In the film's best moments, we are allowed enough time to gaze at a real human face. The scenes of Randy working behind the supermarket counter, cutting slices of meat for customers, have a sense of urgency and despair that take place within a palpable reality. At the moment of initial reconciliation between father and daughter, Aronofsky sets the scene against what appears to be the ruins of Brooklyn's former Coney Island. Randy and Stephanie reminisce on a chilly, desolate boardwalk, and share a dance in the remnants of a demolished structure. It hints at Randy's emotional devastation, and the impossibility of regaining what is lost. Moments like these show promise. But the framework is wanting.

Too much emphasis is put on Randy the individual to help identify a clear cause of his predicament. We are given popular generalizations floating just outside the narrative—celebrity, excess, alienation. These concepts, while to the point, are not given a human face, one that can be understood or dissected. Certainly, they are hinted at, but they remain in the frightening shadows. Dorothy never sees the Wizard.

Parallels are drawn within the film by other characters to Randy’s mythic status (Hercules and Jesus Christ are mentioned). Randy most resembles Sisyphus, the deceitful king condemned to roll a giant stone to the top of a mountain, where it rolls back down for eternity.
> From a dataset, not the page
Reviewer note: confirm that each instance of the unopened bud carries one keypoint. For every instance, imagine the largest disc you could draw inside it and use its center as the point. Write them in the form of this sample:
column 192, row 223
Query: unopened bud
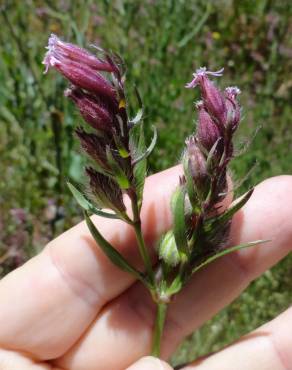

The Wrestler purports, like a myth, to reveal something about the human condition. Randy assumes the figure of a mortal man who has made mistakes and is condemned to existential torment in the context of a world without hope. What then is the point of redemption?

One walks away from The Wrestler in a vivid malaise and with the wrong uncertainties. A sharper, clearer understanding of the processes involved in the manufacture of an 'icon' and an analysis of the factors that threaten to destroy him are missing. The Wrestler is vigorous, but opaque.